The V4 Challenge for SQL and OLAP
|
Introduction
This
paper presents five challenges for your
data management tools. Can you quickly and
easily solve these problems using one or
more of the tools in your data management
toolkit? Solutions to each of the problems
is given using V4â
, a revolutionary new database tool,
developed and supported by MKS Inc. All
of the problems presented are based on
relational tables taken from actual
applications. Only the necessary columns
required for each particular challenge are
listed. It is assumed that the data is in
relational form. If an OLAP product is to
be used, then your "solution"
should include the effort required to map
from flat tables to the multi-dimensional
cube. V4
uses new concepts. Its syntax may appear
foreign to you. The point here is not
to explain the basics of V4 or the
particulars of a solution. What we want
to show is how easily and quickly one can
create solutions using V4. Note that each
challenge presented has been implemented
in V4 for a real client. The results shown
here are based on real data, but some
numbers and descriptions have been altered
due to the proprietary nature of the data.

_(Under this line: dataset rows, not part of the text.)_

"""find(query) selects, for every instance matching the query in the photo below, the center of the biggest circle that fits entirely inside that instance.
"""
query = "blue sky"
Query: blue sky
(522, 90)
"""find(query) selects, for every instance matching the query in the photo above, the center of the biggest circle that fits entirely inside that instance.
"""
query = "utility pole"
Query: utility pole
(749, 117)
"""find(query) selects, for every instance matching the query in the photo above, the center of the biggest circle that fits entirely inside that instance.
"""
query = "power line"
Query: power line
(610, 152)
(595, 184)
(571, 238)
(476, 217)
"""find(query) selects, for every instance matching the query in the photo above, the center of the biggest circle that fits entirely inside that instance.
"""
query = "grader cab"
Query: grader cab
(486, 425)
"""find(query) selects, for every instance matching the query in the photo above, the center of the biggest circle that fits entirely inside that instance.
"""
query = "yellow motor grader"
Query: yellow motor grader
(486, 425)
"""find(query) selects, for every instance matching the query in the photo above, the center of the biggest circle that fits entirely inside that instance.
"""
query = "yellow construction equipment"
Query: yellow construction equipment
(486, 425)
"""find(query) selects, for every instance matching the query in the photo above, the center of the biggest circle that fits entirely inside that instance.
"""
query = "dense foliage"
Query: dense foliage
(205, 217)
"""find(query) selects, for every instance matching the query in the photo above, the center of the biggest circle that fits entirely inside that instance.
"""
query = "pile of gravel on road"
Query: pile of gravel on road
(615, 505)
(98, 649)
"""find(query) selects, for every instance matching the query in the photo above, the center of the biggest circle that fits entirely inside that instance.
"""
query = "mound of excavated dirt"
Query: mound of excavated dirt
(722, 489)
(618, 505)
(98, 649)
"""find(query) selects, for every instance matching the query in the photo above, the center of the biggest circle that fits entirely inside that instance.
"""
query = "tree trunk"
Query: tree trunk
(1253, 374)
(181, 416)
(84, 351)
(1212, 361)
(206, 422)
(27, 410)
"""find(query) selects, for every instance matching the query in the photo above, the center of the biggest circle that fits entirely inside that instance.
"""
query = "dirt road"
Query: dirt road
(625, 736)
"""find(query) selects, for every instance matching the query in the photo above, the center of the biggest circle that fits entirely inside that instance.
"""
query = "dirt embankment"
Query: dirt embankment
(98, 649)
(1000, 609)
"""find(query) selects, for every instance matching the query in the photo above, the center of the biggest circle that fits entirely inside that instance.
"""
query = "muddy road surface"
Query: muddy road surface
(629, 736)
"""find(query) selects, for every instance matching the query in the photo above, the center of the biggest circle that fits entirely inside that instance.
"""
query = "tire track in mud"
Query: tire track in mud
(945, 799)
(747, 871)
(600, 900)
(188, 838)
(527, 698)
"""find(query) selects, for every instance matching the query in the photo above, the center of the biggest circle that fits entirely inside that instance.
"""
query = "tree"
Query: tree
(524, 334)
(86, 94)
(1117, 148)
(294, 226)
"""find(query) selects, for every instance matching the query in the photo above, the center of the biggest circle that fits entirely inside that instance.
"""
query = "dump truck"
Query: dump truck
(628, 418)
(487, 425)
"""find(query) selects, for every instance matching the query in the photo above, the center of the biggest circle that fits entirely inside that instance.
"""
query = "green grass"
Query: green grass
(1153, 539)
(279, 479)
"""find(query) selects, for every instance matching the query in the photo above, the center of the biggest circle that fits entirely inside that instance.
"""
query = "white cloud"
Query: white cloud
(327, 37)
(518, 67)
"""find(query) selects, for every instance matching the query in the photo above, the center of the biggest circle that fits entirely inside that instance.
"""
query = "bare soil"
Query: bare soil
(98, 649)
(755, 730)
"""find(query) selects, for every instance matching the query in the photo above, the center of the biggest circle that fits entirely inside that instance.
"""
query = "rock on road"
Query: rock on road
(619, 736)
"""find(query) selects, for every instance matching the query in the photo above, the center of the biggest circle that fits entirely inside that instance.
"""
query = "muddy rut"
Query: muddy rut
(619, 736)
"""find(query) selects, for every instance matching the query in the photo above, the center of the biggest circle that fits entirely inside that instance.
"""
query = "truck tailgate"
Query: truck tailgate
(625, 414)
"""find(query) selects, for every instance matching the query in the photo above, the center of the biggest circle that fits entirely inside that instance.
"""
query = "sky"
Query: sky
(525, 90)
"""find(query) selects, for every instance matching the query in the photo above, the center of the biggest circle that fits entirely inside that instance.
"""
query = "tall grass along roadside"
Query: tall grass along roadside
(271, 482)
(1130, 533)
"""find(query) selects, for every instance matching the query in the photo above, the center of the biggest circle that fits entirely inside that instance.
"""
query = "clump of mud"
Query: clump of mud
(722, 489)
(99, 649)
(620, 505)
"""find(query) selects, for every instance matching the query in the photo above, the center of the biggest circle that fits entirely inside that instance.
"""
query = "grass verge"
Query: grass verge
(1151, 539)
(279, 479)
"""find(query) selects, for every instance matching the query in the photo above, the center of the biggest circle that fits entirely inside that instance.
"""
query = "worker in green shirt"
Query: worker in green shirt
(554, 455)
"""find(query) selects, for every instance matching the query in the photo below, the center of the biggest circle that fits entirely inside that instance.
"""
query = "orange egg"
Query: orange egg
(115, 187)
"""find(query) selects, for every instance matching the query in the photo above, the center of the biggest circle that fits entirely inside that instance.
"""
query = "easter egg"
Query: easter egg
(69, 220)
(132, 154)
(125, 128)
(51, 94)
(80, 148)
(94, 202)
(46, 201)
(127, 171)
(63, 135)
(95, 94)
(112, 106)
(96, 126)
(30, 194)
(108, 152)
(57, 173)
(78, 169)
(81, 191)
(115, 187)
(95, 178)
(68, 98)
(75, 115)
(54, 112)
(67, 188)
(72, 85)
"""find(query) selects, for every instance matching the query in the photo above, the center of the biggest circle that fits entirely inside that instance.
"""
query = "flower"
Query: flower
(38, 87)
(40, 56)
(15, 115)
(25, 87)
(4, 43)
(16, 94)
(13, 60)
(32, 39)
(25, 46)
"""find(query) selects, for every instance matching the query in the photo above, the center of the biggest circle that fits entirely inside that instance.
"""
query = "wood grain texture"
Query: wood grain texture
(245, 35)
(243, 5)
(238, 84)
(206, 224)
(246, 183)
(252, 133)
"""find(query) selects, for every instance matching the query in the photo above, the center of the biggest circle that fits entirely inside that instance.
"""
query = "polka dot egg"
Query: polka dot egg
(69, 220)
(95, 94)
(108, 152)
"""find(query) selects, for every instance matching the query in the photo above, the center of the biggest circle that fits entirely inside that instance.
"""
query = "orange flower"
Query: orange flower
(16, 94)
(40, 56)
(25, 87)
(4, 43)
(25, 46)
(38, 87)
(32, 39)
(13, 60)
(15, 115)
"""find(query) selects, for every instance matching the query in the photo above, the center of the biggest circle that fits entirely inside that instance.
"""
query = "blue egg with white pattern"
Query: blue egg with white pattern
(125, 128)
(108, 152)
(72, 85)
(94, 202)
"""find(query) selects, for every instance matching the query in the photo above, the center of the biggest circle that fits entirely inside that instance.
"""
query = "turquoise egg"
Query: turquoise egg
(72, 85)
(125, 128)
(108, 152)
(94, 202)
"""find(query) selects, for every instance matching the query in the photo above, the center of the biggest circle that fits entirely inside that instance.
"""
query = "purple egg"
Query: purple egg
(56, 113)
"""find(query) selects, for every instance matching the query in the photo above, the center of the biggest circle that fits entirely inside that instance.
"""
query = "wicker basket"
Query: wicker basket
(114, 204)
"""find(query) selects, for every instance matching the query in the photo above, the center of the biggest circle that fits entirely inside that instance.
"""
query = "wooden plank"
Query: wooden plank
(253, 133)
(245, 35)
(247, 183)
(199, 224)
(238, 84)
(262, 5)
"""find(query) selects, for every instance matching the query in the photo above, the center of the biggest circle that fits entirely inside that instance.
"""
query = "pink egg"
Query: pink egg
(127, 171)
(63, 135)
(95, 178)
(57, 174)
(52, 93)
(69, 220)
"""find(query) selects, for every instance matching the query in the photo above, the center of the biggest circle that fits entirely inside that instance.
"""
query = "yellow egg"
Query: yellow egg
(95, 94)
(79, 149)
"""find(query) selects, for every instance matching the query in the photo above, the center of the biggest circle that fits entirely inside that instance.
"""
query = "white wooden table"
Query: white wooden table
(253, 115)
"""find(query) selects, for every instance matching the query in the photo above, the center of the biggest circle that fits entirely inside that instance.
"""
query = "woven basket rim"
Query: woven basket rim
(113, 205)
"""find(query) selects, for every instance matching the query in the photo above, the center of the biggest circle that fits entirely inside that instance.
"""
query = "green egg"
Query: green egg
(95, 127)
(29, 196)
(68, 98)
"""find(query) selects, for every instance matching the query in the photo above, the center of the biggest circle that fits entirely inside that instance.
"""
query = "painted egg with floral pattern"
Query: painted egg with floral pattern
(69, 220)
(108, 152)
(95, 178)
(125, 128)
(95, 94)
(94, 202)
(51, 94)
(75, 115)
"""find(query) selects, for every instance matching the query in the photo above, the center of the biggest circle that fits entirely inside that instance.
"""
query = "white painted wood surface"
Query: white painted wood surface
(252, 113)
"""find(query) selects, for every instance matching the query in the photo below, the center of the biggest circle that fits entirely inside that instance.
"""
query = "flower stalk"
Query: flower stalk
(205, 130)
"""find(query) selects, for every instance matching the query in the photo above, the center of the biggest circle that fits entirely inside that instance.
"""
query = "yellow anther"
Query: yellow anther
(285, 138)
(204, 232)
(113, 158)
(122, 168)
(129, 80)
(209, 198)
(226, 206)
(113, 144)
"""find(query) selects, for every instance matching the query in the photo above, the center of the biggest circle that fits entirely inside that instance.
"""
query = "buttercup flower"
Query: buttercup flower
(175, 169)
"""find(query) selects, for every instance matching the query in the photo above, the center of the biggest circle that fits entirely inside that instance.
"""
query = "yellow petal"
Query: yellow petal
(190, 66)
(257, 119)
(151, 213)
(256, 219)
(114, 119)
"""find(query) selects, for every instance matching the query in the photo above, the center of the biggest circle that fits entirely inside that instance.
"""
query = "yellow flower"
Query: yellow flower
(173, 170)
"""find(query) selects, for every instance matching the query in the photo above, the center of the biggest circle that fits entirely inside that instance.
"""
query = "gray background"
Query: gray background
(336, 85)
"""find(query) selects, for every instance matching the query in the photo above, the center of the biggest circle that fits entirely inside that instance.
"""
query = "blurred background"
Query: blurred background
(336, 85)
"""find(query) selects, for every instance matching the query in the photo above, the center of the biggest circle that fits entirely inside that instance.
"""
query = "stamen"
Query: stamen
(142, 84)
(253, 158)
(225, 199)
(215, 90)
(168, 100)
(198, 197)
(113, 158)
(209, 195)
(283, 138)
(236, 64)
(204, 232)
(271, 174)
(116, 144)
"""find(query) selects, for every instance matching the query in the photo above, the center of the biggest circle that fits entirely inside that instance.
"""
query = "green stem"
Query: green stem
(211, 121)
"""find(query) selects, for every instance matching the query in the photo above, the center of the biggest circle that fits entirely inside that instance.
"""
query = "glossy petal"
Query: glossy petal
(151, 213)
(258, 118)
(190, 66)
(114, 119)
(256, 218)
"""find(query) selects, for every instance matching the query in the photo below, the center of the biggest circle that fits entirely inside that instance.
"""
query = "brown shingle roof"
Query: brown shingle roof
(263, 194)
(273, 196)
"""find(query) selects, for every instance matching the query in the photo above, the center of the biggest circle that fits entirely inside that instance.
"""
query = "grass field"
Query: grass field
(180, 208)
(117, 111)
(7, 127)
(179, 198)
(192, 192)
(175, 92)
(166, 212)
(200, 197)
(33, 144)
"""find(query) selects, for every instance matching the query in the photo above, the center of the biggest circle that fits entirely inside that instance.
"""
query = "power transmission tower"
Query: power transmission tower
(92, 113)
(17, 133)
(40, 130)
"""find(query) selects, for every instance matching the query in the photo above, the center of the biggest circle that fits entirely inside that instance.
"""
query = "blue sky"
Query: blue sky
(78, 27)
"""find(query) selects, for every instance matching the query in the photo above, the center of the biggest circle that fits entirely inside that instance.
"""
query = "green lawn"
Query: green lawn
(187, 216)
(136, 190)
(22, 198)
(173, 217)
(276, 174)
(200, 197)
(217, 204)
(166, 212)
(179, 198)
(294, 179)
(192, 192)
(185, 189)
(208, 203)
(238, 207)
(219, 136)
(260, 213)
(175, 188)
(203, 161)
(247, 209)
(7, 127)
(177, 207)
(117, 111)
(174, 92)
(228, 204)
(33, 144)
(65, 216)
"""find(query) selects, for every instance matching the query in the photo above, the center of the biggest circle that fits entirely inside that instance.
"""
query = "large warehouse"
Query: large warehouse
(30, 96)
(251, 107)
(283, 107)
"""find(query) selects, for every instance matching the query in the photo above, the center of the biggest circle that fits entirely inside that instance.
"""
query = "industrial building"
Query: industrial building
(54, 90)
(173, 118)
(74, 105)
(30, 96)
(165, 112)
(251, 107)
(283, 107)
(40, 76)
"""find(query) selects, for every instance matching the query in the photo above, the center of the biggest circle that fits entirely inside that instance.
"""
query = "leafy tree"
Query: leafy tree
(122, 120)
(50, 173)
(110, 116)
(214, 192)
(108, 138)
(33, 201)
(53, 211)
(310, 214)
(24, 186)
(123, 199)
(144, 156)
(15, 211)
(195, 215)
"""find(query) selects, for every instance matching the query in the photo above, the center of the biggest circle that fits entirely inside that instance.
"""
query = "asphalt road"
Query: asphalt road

The time to implement ranged from about 30
minutes for Challenge II to 8 hours for
Challenge V. You may not want to actually
implement a solution to all of these
challenges, but at a minimum, estimate the
level of effort that would be required. These
challenges are about manipulating data,
not about providing a pretty GUI front-end
or generating multi-color reports. Most
products, including V4, directly or
indirectly provide these ease-of-use
facilities. The example reports shown
below are images taken directly from
Microsoft Excel using the V4 Add-In. Challenge
I – Ranking Of Sales Reps By Month and
Sales Manager This
challenge takes information from two
tables. The first, Sale, is a record of
each sale. The columns in the table are
Date (date of the sale), SaleAmount
(dollar amount of the sale), and Emp (the
sales representative responsible for the
sale). The second table, Emp, contains a
record for each employee. Employees
include sales representatives and their
managers. The columns are Id (identifier
of the employee), Name (the employee’s
name), and Mgr (the employee who is the
manager of the sales rep). Sale(Date
SaleAmount Emp) Emp(Id
Name Mgr) The
required output shows months across and
managers down. For each manager and month,
the top five sales representatives are
shown as well as their corresponding sales
for that month (i.e. two columns for each
month). The top sales rep for each month
is highlighted in red. Note that any range
and/or list of months may be specified,
and that a manager may not have five sales
reps reporting to him/her. Bind [Rank Month.. Emp.. Int..] List(Sort([Emps] Reverse::[Sales],0) Nth::Int*) Bind [TopRep Month..] List(Sort(Emp.. Reverse::[Sales],0) Nth::1) Bind [RankedRep Month.. Emp..] If({[Rank Int:1] = [TopRep]} TopEmp:=[[Rank Int:1] Id] [[Rank Int:1] Id]) Bind [RepRank Month..] Do( Tally(Emp.. (ListOf::Emp* By::Emp.Mgr ByList::[MgrList] Bind::[Emps])) Tally(Sale.. If::I{Sale.Date == Month*} (Sum::Sale.SaleAmount By::(Sale.Emp DTInfo(Sale.Date Month?)) Bind::[Sales])) SSDim(Dim:TopEmp Style::"Color:Red,Italic") EchoS("" "" TC:=Str("{2}" Month*)/Month*) EchoS("" TR:"Rank" (TR:"Rep" TR:"$ Sales")/Month*) Sort([MgrList] By::Emp.Id Do::(EchoS(Emp.Name 1 ([RankedRep] [[Rank Int:1] Sales],0)/Month*) Enum(Int:2..5 If::DefQ([Rank Int*]) @EchoS("" Int* ([[Rank Int*] Id] [[Rank Int*] Sales],0)/Month*)) EchoS() )) EchoS(End::"SalesRep Ranking by Manager") ) Evaluating [RepRank Month:Jul-99..Dec-99] would result in output looking like-
Challenge II – Extract Lists of Customers Based on Keywords in Name Given a list of keywords, scan through the customer table, first extracting all customers whose name contains the first keyword, then customers whose name contains the second (but not the first), and so forth for all keywords. The number of keywords is variable with a maximum of 100 keywords. The single table required for this analysis is– Cus(Id Name City State) The single V4 rule required to perform this is shown below-
To run this, extracting all customers with "Band", then "Orchestra", then "Music" would be done by simply evaluating "[CusGroups (Band Orchestra Music)]". The output would be a tab delimited file with columns for the keyword, the customer Id, the customer name, city and state.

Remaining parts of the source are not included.